A long moment passed as they waited for the Vardon to enter the system. Theralda brought her camera pod around sharply. “Commander, we have the first variation in the Dreadnought’s pattern of attack. Locations on the surface have been hit as well.”

“The poor devils would have never expected that,” Schyrran commented. “What did it hit? Was there anything on that planet that would have attracted special attention?”

“Nothing that it has not seen before,” the ship answered. “Comparing the locations of attacks with my maps of this planet — which is sometimes all I have left for identification— there is a pattern of high-energy installations that have been destroyed. Three planet-side military bases are gone, and almost two hundred manufacturing, mining and power-production facilities have been hit as well.”

Commander Schyrran glance up at the viewscreen as the Vardon dropped out of starflight and began braking sharply. They had come in relatively close, although the planet was still too far a way to be seen. “Then the Dreadnought has changed its tactics to wreck the planet as well as system traffic?”
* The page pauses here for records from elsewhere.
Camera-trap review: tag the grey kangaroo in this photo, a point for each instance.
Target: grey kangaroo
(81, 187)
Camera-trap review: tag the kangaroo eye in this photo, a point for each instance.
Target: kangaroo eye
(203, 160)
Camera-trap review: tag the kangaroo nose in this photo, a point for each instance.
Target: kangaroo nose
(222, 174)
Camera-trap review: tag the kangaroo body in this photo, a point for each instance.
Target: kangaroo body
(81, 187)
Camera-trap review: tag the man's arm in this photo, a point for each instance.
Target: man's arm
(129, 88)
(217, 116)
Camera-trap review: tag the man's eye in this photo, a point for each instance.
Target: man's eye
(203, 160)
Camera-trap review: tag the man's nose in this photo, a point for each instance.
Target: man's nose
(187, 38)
“No, I would not say that it has wrecked this planet,” Theralda insisted, “Two hundred or so major targets might seem like quite a lot, especially for a lightly populated colony. But out of the whole, that amount of damage is more like a threat or warning. What it all suggests to me, unfortunately, is that the Dreadnought is capable of a great deal more planned thought and subtlety than we first anticipated. Even so, I am not yet convinced that it is fully sentient.”

“Sentience is not an indication of a machine’s ability to plan its own strategies, even fairly complex ones,” Schyrran pointed out. “A machine that is not self-aware can still be very dangerous.”